Try Not to Look at this Giant Plasma Tube

Everybody loves plasma globes, but if you are like [zrgzhv], building them as large as possible is the challenge! Definitely a beautiful project, at 7 feet long and 1 foot in diameter, this monster tube makes an impressive display of plasma filaments that slowly move inside. Heck, they almost seem to be alive following the movements of his hand and it’s hard not to become mesmerized by the motion.

seven-foot-plasma-tube-thumbThis tube follows the same principle of operation as its smaller cousin, the plasma globe. Air is evacuated and the tube is filled with a mixture of noble gases, with the particular mixture being responsible for the color of the filaments. Then, high voltage AC is applied to an electrode, which causes the moving tendrils of colored light to extend from the electrode to the outer glass, a phenomenon known as glow discharge. In general, gas-filled tubes can have other uses such as lightning — in the form of fluorescent, neon and xenon lamps — or high power switching as in the thyratron tube, among other applications.

The tube has a weight of over 65 pounds, and needs 300 watts of power to operate from an also homemade power supply. In another video, you can see 10 tubes of different colors working at once. Plasma always makes a great attention-getter; another nice example of its use can be seen in this steampunk lamp which incorporates rotating contacts on the outside of the glass.

17 thoughts on “Try Not to Look at this Giant Plasma Tube

  1. So awesome…………….. it put me out of my rant mood :).

    (For the curious the rant mood was caused by: battery pack X blew up an X86_64 tablet by manufacturer Y that I just got a linux distro booting on, may still do a video….)

  2. Can somebody explain me why these arc move so slowly? Almost all video I saw about things like this or made myself, moved way faster, just look at a plasma globe, why so much difference?

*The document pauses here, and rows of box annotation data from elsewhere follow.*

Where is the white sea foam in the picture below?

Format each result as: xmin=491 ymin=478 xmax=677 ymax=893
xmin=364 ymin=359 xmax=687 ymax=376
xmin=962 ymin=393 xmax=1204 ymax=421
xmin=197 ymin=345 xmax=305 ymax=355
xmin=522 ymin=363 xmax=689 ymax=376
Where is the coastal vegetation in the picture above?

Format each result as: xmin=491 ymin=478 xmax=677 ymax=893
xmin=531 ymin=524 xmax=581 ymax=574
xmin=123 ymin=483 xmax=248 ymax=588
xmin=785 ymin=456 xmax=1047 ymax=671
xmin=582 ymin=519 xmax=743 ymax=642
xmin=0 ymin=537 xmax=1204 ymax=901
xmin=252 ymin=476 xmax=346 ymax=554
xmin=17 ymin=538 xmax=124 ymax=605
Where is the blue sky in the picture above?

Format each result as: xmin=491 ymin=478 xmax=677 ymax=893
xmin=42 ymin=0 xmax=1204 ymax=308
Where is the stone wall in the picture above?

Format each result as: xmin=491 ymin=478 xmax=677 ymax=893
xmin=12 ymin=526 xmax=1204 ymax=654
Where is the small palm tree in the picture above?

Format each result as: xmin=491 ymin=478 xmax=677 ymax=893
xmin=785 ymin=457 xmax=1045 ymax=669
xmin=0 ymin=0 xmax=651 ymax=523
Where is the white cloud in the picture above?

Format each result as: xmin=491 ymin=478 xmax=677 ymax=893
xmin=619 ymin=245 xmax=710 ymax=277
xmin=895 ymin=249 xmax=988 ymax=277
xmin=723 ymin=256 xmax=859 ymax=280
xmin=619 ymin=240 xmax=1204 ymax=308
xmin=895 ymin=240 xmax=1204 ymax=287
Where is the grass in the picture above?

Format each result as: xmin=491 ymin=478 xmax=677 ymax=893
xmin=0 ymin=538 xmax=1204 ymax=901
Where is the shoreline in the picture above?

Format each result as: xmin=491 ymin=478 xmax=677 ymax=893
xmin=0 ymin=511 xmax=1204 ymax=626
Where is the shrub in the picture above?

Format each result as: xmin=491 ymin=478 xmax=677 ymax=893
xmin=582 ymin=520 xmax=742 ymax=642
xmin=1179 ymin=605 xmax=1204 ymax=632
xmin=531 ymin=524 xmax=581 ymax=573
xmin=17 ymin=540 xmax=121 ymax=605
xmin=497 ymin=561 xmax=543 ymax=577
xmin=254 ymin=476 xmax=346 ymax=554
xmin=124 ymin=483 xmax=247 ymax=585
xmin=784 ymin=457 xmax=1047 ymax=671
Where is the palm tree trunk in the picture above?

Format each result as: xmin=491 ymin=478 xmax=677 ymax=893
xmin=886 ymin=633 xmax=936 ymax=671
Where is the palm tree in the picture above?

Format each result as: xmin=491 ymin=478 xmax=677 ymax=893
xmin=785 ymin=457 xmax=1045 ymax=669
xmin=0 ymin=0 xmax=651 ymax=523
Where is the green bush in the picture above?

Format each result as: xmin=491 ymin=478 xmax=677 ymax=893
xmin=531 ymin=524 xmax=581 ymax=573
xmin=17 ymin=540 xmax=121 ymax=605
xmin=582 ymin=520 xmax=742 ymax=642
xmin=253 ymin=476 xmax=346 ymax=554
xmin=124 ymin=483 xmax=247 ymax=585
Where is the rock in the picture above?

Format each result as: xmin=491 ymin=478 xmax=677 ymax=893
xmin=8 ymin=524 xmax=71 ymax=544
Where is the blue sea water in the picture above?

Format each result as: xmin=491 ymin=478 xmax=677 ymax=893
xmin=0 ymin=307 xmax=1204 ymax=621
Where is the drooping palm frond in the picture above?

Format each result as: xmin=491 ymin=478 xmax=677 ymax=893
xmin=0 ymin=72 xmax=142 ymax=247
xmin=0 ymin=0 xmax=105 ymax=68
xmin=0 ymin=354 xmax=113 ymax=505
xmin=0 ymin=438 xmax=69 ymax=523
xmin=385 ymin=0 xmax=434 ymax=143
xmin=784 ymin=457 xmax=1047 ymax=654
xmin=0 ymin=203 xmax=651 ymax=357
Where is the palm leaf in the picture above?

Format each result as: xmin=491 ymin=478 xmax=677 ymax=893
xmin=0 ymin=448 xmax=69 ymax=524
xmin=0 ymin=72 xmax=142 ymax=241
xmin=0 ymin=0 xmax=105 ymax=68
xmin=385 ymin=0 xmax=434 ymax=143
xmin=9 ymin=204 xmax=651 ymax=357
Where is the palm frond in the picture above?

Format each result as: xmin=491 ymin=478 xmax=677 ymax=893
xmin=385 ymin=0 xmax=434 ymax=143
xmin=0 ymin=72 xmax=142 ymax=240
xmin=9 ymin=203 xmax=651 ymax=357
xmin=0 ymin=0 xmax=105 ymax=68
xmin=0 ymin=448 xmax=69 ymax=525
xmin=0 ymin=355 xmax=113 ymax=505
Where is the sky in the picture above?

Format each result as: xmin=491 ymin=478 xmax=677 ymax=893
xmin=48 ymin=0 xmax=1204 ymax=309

    Nice project otherwise!

    1. Best demonstration of different gasses and pressures are from Carl Willis:
      https://www.youtube.com/channel/UCGN8m6iGkxnmQnGezVxxnmg/videos
      He has several videos of tubes he’s made but I like this one for showing differences:

      In one of them he talks about why some gasses for better filaments and move slower.

      Gaslinger has some good ones too:

      He has lots of neat tube videos and has been seen on Hackaday before. I personally get a bit creeped out by seeing an old man working in a shop while he’s wearing a dress, though.